To an in-law, even one of long standing, a trip to the islands is a daunting venture – a bit like being shipwrecked with a random sample of your wife’s relatives. You just hope the right ones made it into the lifeboat.  After all, you’ll share a kitchen with these folks – all forty of them if it’s a full camp – and they’ll be quartered next to you in the small sleeping cabins that surround the main cottage.

So after a two-day drive and twenty-minute boat ride, you hold your breath as the dock appears and you see who’s there this week.  Cousin Mike – good, we’ll fish.  
The aunt who loves to bake- even better.  Another aunt who swiped everyone’s bread nine years ago – rats!  A long lost relative from New Mexico – last seen in the early ’70’s.  Hmm.  

Long experience with this crowd convinces me that there’s truth to the saying "When you see a relative, you find a thorn."  What, after all, do the diplomat, the lobsterman, the business executive, and the fire-fighter have in common other than that they’re all trying to cook breakfast for their families simultaneously while bickering over who gets which camp outboard for fishing today?

But every year we manage to stay together.  The low-tech nature of the place requires us to make our own entertainment; and fishing expeditions, picnics, ping-pong tournaments, and Monopoly all require lots of people.  And it is family:  a shared history with people and place help smooth over the bumps.

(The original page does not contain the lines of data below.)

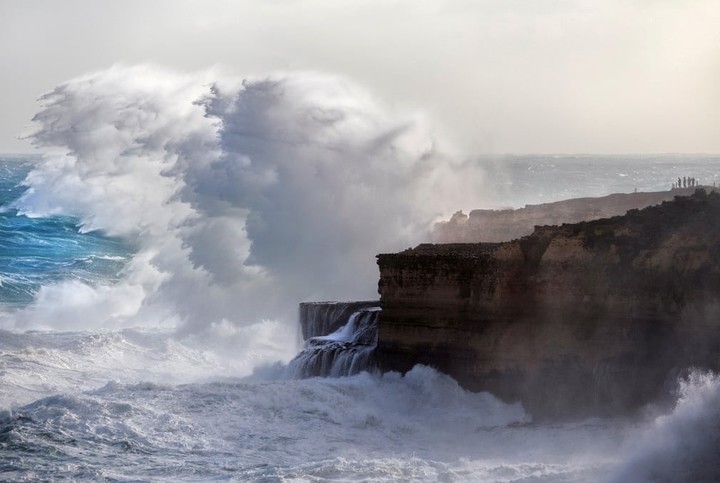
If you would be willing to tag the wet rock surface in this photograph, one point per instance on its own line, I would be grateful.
(593, 318)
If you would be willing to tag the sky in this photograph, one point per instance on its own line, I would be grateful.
(496, 76)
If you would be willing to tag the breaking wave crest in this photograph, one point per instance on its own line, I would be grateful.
(241, 197)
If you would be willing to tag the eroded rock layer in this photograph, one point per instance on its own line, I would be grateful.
(591, 318)
(509, 224)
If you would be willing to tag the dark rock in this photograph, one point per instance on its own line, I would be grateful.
(593, 318)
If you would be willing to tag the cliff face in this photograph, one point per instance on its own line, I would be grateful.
(591, 318)
(508, 224)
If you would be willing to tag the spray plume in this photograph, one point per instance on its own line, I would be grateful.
(242, 198)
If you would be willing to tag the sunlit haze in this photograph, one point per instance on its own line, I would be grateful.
(496, 76)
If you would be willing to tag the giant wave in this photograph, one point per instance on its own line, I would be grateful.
(197, 212)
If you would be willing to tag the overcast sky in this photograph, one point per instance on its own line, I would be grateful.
(500, 76)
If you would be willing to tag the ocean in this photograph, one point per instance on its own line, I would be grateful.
(153, 259)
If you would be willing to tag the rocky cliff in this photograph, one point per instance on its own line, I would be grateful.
(590, 318)
(508, 224)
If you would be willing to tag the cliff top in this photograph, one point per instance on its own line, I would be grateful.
(701, 209)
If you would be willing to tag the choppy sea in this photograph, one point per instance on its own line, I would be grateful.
(157, 404)
(153, 257)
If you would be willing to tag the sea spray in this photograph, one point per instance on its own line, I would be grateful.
(344, 340)
(241, 197)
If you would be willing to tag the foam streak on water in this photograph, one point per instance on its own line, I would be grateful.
(151, 261)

Plus there’s always some crisis that demolishes barriers:  boats break down; skunks get into the cottage; the kitchen loses power for a week and we must cook meals for thirty on a tiny gas grill. At such times you find yourself confessing vulnerabilities to cousins you barely know and, together, you figure out how to cope. Unlikely people rise to the occasion, revealing surprising talents for things like navigation, charades, or making a four course meal out of whatever’s lying around.  I’ve often thought the island motto should be "Deal with it", for that’s what you have to do – and that’s what families do.

As a result, my wife’s family – large and scattered though it is – is one of the tightest I know.  My children know all their cousins –  including third cousins and second-cousins-once-removed – and know them well.  And every year, though I arrive wondering why I’m putting myself through this again, I leave with regret.